Strawberries prefer a slightly acidic soil pH ranging from 5.5 to 6.5, with an optimal level near 6.2. Performing a soil test is recommended to determine pH and nutrient levels, allowing for adjustments with sulfur or lime well in advance of planting. When planting bare-root crowns, the hole must be wide enough to allow the roots to spread naturally rather than being curled up.
The most important technique is setting the crown correctly, ensuring the central growing point is positioned precisely at the soil surface. If the crown is buried, the plant will likely rot; if the roots are exposed, the plant will dry out and fail to establish. After positioning the plant, firmly press the soil around the roots and water thoroughly to settle the soil and eliminate air pockets.
First-Year Management for Strong Yields
The focus of first-year management is encouraging the development of a robust root system and strong plant crowns, not harvesting fruit. After planting, consistent watering is necessary to help the shallow roots establish themselves, aiming for about 1 to 1.5 inches of water per week. Applying a balanced fertilizer upon planting, such as a 10-10-10 blend, can give the plants a good start, but avoid excessive nitrogen as it promotes leafy growth over crown development.
The most important step for establishing June-bearing plants is removing all blossoms that appear during the first year. Pinching off these flowers directs the plant’s energy into developing strong crowns and runner plants, which will form the productive bed for the following year. For Day-neutral varieties, blossoms should be removed for the first six weeks after planting to allow for root establishment, after which fruit can develop for a small fall harvest.

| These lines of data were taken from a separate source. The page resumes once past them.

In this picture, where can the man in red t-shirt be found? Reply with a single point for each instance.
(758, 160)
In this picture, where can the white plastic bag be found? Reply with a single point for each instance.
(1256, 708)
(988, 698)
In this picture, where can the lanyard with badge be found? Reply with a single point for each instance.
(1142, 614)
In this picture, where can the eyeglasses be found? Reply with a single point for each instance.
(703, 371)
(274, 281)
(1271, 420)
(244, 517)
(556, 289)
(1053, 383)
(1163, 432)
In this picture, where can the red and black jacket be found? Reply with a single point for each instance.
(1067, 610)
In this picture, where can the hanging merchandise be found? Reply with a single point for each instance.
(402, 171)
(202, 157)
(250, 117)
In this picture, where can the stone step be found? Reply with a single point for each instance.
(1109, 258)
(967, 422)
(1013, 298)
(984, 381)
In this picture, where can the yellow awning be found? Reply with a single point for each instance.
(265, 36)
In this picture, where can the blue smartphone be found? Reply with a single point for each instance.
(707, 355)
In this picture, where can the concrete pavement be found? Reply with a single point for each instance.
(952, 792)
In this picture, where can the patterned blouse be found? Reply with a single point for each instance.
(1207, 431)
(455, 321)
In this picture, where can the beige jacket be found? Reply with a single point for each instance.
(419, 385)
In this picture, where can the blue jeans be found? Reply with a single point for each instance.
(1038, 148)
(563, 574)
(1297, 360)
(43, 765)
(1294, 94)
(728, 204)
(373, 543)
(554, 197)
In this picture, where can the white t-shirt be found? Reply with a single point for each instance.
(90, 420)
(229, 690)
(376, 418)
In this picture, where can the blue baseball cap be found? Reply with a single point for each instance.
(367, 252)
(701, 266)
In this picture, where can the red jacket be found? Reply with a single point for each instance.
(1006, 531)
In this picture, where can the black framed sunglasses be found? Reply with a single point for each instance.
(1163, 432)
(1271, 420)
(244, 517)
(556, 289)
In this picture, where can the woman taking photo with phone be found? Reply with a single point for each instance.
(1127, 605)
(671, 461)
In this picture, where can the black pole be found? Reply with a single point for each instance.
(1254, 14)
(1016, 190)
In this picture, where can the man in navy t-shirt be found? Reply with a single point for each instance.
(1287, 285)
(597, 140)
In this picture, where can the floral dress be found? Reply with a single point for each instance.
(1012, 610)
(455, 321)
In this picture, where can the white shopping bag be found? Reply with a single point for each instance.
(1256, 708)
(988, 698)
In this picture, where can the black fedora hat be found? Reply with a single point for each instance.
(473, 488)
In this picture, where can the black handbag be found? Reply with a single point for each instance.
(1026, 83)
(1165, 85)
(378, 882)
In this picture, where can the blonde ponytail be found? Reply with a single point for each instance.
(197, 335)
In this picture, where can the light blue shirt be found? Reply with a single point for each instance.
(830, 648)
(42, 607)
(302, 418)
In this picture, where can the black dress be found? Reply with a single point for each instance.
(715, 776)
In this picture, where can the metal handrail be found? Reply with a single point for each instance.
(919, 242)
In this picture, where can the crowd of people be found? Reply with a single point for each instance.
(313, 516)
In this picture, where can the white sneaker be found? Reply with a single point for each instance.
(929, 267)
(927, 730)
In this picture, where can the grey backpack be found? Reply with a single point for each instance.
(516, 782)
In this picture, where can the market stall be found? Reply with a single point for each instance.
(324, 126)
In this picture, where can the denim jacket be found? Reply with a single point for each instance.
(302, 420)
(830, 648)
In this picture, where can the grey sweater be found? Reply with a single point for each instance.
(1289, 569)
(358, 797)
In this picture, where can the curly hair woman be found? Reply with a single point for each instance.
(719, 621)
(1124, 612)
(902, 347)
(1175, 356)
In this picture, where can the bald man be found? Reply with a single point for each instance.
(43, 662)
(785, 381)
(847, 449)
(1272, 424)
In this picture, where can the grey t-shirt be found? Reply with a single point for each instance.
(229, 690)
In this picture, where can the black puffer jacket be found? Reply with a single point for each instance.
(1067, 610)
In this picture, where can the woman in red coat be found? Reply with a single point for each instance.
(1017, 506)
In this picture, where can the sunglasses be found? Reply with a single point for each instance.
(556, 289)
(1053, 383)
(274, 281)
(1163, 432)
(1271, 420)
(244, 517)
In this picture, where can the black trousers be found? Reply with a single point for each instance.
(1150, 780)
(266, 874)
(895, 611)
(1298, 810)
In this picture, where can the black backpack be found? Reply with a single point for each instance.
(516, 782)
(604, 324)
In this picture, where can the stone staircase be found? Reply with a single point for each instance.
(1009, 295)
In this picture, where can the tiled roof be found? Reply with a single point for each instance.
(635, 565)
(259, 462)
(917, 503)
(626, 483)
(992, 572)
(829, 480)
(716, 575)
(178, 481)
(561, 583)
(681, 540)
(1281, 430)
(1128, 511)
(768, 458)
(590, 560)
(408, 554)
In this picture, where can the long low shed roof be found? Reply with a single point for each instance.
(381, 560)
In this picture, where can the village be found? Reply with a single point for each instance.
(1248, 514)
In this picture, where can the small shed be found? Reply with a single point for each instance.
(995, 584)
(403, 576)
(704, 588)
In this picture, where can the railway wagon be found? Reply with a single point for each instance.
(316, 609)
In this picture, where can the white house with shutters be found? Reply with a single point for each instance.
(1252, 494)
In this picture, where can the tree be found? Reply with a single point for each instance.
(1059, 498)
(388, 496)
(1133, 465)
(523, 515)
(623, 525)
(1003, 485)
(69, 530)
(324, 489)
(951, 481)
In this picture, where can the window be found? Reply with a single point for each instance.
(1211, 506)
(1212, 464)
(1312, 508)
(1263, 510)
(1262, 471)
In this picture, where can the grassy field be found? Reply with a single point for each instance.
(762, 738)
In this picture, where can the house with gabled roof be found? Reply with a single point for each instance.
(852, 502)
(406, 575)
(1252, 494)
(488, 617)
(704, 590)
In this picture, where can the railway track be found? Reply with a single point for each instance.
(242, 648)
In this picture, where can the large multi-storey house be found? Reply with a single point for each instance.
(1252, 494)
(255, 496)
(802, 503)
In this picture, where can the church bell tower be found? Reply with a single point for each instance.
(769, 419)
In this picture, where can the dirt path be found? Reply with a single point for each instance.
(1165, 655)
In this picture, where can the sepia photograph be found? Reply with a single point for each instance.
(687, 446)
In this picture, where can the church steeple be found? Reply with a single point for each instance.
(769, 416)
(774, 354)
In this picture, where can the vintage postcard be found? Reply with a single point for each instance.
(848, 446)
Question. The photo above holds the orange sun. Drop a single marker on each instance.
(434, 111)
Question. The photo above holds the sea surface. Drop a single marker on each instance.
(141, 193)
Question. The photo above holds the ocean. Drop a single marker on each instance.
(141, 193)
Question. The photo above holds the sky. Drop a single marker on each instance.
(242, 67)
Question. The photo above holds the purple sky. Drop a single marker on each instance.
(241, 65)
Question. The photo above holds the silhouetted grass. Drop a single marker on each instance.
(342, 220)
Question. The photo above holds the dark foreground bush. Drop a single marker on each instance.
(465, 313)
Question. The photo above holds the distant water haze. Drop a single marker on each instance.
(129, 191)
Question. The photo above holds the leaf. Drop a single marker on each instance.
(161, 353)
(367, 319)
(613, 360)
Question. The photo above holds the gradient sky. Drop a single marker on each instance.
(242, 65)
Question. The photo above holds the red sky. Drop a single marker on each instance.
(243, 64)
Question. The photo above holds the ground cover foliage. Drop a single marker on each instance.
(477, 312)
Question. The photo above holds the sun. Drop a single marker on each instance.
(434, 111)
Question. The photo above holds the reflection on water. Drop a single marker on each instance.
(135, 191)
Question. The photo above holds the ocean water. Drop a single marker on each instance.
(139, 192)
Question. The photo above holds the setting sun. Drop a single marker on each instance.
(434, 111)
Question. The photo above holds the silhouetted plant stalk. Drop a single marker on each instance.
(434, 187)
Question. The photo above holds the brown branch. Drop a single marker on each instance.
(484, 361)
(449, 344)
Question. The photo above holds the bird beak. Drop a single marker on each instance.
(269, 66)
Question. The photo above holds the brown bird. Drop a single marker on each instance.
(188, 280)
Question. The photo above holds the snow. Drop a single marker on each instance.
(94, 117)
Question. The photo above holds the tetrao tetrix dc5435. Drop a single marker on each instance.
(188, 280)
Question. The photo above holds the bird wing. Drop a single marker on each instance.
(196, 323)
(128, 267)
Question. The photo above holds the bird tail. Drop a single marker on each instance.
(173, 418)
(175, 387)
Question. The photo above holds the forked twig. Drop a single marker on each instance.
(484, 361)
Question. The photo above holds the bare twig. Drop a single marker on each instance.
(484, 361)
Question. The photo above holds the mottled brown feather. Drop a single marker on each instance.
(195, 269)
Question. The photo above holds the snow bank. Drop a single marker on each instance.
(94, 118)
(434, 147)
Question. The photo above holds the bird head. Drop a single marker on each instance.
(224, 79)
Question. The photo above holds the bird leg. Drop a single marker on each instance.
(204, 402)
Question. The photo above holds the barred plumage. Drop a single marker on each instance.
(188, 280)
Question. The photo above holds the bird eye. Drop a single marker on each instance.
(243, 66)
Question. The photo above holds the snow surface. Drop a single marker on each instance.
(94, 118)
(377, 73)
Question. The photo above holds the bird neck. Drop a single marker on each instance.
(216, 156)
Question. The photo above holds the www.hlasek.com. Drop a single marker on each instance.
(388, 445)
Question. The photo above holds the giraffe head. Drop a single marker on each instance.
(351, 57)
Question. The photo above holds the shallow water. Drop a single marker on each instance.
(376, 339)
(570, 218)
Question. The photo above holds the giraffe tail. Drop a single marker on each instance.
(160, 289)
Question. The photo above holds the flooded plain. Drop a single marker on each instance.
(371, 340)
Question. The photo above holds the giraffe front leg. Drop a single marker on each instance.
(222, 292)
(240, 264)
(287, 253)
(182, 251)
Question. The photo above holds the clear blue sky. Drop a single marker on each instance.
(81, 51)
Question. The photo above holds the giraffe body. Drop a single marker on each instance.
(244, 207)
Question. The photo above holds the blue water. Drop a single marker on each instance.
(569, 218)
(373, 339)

Managing runners is a key first-year practice, especially for June-bearing varieties grown in a matted-row system. Runners should be allowed to root and establish new daughter plants within a controlled row width (typically 12 to 18 inches) to prevent the bed from becoming too dense. Once the ground freezes in late fall, the plants require winter protection, provided by covering the crowns with four to six inches of clean straw mulch.